PPSK and client classification not working

  • 1
  • Question
  • Updated 3 years ago
Added a new SSID for PPSK, created local user groups and local users, they authenticate and work fine. I enabled client classification to put our Macs on primary VLAN and other devices on a guest VLAN, but it seems to completely ignore that, all devices are going on our primary VLAN. "Enable user profile reassignment based on client classification rules" is check-marked under the user profile-> Optional Settings-> Client Classification policy, and I'm just using "OS Object" for the classification (others set to [-any-]), and all available OS Objects (other than MacOS) are configured to reassign to the Guest User profile on a different VLAN. HMOL Enterprise 6.4r1. The same Guest User Profile works fine on a different Guest SSID; it puts users on the Guest VLAN just fine. Have all AP330 running HiveOS 6.4r1a.2103.
Getting frustrated, as it all appears that it should work. I am waiting for our network engineer consultant to have time to look at it. Anyone with any suggestions, thanks in advance. :)
Photo of Tony Schaps

Tony Schaps

  • 28 Posts
  • 8 Reply Likes
  • confused, frustrated

Posted 3 years ago

  • 1
Photo of Andrew Garcia

Andrew Garcia, Official Rep

  • 368 Posts
  • 120 Reply Likes
Make sure you enable this setting too.

Photo of Tony Schaps

Tony Schaps

  • 28 Posts
  • 8 Reply Likes
Yep, I have had that check-marked all along, so the problem must be something else.

The PPSK staff user group members get "User" profile and go on VLAN 100. Devices detected in the client classification are supposed to be moved to the Guest profile with VLAN 999. 

Photo of Andrew Garcia

Andrew Garcia, Official Rep

  • 368 Posts
  • 120 Reply Likes
Check your PPSK Local User Group.  Do not define a VLAN in there.

OK, some recommendations.

- Don't use the default-profile(0) ever.  That is there to be cloned, not used in a policy.  For the purposes of this SSID, you could set the Guest user profile as the Default.

- Check your PPSK Local User Group.  Do not define a VLAN in there.  Match the Attribute number to the Guest User Profile.  

- In the Guest User Profile, set up the client classification rule so MacOS gets redirected to the User-Int (100) user profile.
Photo of David Coleman

David Coleman, Official Rep

  • 209 Posts
  • 164 Reply Likes
Do you have this check-box checked as well?

Photo of Andrew Garcia

Andrew Garcia, Official Rep

  • 368 Posts
  • 120 Reply Likes
Slow, man.  Slow.
Photo of Andrew Garcia

Andrew Garcia, Official Rep

  • 368 Posts
  • 120 Reply Likes
Just as a tip, another way to about this is to create a second PPSK User Group.  Put the Mac OS keys in one group and the other OS keys in a second group, and use the User profile attributes values to map to a different user profile.  That way, you don't need to rely on the OS detection engine to create the groups you want.

So,

PPSK Group 1 - OTHEROS
User Profile ID = 10
Maps to User Profile = DefaultUsers (user attribute value 10)
set this user profile as Default.

PPSK Group 2 - MacDevices
USer Profile ID = 20
Maps to User Profile = Macs (user attribute value 20)
set this user profile under Authentication.
 
Photo of Tony Schaps

Tony Schaps

  • 28 Posts
  • 8 Reply Likes
We have about 100 trusted users in this office, thus far using one shared WPA2 key for both their company Macs and personal devices.

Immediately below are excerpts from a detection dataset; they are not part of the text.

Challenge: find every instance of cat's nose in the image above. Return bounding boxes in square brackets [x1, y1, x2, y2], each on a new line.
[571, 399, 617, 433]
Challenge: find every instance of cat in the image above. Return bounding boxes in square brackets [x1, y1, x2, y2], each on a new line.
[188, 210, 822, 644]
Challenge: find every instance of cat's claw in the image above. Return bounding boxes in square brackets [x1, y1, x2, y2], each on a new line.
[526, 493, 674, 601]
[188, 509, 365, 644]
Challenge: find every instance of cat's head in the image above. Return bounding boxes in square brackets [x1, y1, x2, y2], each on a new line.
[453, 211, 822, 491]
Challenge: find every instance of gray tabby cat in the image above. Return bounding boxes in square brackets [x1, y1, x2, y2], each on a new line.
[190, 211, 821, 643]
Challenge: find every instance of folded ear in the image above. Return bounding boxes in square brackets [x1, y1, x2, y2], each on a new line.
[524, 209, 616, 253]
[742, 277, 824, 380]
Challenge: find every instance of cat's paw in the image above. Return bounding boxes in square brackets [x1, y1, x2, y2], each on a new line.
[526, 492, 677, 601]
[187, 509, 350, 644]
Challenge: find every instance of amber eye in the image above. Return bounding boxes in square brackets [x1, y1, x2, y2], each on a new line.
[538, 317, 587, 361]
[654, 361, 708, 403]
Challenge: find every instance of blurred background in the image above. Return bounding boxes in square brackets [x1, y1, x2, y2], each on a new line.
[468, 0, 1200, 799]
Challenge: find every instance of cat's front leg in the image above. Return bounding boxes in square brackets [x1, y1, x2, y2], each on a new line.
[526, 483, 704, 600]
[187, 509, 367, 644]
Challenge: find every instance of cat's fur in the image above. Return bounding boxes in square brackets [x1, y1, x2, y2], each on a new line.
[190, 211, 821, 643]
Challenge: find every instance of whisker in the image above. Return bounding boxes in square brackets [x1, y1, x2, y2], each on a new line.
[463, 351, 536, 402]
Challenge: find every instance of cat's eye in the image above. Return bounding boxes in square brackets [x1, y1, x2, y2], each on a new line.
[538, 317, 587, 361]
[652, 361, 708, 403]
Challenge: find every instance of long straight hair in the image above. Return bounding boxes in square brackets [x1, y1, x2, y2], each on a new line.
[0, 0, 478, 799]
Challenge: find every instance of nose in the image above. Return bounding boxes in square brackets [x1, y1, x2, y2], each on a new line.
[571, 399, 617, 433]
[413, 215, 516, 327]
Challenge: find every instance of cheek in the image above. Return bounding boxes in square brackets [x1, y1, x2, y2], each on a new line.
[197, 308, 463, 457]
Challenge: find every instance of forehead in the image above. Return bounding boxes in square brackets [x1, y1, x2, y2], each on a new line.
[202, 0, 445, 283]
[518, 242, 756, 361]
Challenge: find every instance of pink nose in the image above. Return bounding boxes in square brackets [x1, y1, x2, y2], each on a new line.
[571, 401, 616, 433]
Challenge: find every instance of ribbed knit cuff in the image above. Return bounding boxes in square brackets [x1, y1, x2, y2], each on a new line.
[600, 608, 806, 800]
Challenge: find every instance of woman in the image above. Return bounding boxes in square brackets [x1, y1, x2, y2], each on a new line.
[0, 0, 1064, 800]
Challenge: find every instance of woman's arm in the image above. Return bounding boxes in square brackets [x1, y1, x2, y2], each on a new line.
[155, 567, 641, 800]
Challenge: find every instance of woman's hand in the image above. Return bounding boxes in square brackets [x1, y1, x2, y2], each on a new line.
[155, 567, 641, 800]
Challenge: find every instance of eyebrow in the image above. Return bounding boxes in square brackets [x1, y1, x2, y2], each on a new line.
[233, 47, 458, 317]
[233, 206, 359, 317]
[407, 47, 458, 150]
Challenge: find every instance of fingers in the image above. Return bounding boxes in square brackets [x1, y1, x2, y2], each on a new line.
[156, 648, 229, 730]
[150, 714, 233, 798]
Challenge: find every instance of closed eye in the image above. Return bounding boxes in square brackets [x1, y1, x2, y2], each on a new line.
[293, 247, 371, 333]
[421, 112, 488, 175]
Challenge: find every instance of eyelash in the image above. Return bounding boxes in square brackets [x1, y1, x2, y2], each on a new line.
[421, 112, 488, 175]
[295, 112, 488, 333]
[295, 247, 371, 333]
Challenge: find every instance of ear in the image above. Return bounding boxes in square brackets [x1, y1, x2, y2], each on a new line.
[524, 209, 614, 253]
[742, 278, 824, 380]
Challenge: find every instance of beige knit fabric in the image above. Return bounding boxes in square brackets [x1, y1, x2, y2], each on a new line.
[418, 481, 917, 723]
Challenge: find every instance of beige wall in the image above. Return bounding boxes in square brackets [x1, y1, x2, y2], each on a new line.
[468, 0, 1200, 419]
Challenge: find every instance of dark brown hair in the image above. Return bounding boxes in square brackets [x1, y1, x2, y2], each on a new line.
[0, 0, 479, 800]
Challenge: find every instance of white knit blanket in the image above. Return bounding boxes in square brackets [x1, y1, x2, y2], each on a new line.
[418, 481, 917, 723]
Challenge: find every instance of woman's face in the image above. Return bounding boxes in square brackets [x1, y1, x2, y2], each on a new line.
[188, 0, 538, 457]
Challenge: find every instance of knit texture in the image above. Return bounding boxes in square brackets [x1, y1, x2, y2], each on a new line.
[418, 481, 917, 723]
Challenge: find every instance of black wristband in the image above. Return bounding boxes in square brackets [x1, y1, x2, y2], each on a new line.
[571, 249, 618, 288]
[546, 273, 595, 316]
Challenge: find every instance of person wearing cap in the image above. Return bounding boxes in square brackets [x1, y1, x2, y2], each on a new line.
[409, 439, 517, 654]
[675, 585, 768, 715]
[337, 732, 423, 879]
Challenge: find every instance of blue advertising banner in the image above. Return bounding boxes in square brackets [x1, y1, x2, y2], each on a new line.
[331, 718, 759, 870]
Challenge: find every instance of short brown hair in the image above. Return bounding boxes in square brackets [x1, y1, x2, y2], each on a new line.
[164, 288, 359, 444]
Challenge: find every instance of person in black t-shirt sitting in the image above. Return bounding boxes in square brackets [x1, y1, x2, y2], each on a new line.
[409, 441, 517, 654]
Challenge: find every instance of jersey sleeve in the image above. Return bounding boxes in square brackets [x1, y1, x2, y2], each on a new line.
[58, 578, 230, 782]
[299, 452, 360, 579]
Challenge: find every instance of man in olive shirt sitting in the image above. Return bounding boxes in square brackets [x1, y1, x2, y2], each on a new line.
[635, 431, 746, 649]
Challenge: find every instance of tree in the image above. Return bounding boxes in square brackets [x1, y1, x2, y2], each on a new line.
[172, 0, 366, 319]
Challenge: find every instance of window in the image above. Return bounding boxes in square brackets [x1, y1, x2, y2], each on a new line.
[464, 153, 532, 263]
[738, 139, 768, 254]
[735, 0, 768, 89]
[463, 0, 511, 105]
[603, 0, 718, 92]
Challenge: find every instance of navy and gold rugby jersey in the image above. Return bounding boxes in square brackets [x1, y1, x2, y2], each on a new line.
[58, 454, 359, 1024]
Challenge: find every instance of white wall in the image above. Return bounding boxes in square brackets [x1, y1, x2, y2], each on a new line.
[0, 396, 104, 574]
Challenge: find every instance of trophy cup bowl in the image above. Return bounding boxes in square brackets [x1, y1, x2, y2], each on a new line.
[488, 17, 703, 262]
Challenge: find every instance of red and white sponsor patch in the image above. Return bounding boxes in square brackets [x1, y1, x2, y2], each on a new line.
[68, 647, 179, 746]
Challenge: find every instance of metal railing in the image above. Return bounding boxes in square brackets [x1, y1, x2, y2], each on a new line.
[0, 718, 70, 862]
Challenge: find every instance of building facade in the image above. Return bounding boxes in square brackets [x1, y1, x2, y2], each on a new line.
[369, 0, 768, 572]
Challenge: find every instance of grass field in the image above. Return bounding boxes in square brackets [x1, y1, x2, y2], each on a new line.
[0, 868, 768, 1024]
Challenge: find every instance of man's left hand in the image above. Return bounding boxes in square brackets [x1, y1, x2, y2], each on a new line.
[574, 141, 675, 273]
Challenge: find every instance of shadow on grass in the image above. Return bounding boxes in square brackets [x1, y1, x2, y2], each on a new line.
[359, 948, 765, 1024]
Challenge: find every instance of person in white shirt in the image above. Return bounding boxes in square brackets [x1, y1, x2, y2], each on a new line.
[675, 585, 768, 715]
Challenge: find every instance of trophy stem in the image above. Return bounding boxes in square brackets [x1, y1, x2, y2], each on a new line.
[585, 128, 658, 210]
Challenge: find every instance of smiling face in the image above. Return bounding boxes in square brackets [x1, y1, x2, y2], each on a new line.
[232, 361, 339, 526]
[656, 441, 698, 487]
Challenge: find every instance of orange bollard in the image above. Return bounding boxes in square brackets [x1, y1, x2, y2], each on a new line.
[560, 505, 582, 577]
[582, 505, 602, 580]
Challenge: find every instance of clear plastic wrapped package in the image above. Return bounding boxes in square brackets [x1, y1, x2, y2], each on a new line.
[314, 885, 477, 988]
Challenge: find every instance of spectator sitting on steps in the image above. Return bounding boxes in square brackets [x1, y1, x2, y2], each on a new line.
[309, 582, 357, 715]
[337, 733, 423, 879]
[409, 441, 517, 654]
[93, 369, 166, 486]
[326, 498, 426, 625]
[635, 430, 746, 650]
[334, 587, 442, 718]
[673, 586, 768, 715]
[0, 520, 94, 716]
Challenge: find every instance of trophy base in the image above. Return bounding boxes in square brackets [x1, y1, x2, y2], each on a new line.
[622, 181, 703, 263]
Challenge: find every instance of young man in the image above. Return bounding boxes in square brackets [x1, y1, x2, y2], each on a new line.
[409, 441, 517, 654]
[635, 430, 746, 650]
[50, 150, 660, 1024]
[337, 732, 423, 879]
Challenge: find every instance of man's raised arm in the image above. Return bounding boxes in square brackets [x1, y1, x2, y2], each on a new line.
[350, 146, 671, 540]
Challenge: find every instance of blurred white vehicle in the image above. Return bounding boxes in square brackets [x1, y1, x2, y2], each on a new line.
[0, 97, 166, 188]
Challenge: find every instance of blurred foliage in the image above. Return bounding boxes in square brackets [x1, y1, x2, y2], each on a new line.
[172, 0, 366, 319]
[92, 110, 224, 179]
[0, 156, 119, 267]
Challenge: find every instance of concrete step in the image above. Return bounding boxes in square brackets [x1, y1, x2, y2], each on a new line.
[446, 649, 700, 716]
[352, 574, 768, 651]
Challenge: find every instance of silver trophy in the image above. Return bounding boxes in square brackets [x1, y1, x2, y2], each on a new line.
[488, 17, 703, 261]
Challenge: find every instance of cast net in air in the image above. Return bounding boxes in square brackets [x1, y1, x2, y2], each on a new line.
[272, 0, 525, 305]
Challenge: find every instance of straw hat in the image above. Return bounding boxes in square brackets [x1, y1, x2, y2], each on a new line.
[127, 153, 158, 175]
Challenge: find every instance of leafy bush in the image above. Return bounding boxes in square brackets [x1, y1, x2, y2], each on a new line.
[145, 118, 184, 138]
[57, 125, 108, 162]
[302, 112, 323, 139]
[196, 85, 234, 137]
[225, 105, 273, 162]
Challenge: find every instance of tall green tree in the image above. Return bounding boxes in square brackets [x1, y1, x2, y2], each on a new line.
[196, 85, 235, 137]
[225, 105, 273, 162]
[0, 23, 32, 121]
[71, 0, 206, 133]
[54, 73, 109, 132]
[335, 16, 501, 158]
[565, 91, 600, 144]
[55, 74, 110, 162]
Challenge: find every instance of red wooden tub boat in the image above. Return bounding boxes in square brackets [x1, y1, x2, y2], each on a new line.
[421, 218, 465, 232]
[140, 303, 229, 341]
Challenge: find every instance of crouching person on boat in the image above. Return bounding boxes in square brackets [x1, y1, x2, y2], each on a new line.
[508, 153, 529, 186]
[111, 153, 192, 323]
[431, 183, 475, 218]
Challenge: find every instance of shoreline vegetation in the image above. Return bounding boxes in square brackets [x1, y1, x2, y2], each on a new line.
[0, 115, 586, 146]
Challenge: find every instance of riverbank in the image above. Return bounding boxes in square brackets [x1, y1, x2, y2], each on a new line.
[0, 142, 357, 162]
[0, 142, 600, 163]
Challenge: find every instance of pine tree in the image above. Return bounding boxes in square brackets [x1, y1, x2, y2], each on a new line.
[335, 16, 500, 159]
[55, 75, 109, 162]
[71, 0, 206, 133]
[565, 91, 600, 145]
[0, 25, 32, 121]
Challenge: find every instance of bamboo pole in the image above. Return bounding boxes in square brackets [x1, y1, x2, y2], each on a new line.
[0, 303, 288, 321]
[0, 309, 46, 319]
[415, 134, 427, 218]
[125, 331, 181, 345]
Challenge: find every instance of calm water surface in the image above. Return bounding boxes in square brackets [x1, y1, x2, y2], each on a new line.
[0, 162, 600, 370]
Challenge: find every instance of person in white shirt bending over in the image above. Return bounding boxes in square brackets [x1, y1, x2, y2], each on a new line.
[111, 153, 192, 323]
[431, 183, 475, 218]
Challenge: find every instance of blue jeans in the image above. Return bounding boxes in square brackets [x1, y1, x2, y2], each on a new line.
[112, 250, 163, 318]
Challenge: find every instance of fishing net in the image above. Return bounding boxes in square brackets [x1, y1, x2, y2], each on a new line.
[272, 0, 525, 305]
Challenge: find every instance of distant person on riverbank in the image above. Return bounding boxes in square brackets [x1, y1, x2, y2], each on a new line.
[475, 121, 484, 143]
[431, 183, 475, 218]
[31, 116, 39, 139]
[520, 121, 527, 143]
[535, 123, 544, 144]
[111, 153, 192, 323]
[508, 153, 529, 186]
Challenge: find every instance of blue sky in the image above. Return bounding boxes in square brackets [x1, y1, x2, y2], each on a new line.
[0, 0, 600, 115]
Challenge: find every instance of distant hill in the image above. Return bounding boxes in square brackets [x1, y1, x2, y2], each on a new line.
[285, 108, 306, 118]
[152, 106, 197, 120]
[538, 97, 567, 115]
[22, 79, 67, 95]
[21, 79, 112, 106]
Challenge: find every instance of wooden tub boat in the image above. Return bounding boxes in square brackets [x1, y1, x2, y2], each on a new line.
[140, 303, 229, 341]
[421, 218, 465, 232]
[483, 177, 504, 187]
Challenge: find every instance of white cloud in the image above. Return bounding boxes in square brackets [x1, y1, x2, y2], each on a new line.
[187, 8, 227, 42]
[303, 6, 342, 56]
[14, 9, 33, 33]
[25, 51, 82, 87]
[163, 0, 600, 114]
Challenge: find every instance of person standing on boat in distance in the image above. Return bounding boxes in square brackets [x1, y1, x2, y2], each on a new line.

I'm new and intent on instituting this change quickly as a first step on the way to something better, reduce the devices in the broadcast domain, and yet I don't want to create too much admin work to do it. I want to issue just one PPSK per user which allows up to three connections and let them put them in the devices, then deactivate the legacy SSID and get on to other business and plan the next step in a few months. If I have to issue them all two, that's double the work, more work to explain it, and more work to fix the inevitable devices using the wrong PPSK and getting on the wrong subnet. 
Client classification works for others, what can I do to troubleshoot this?
(Edited)
Photo of Steven Bateman

Steven Bateman

  • 65 Posts
  • 12 Reply Likes
Just to follow up on this as I'm working with Tony on this network...

Turns out we had a static VLAN assigned in the user groups and we had a mismatched user profile attribute between user groups and the policy. Recreating per Andrew's instructions took care of it.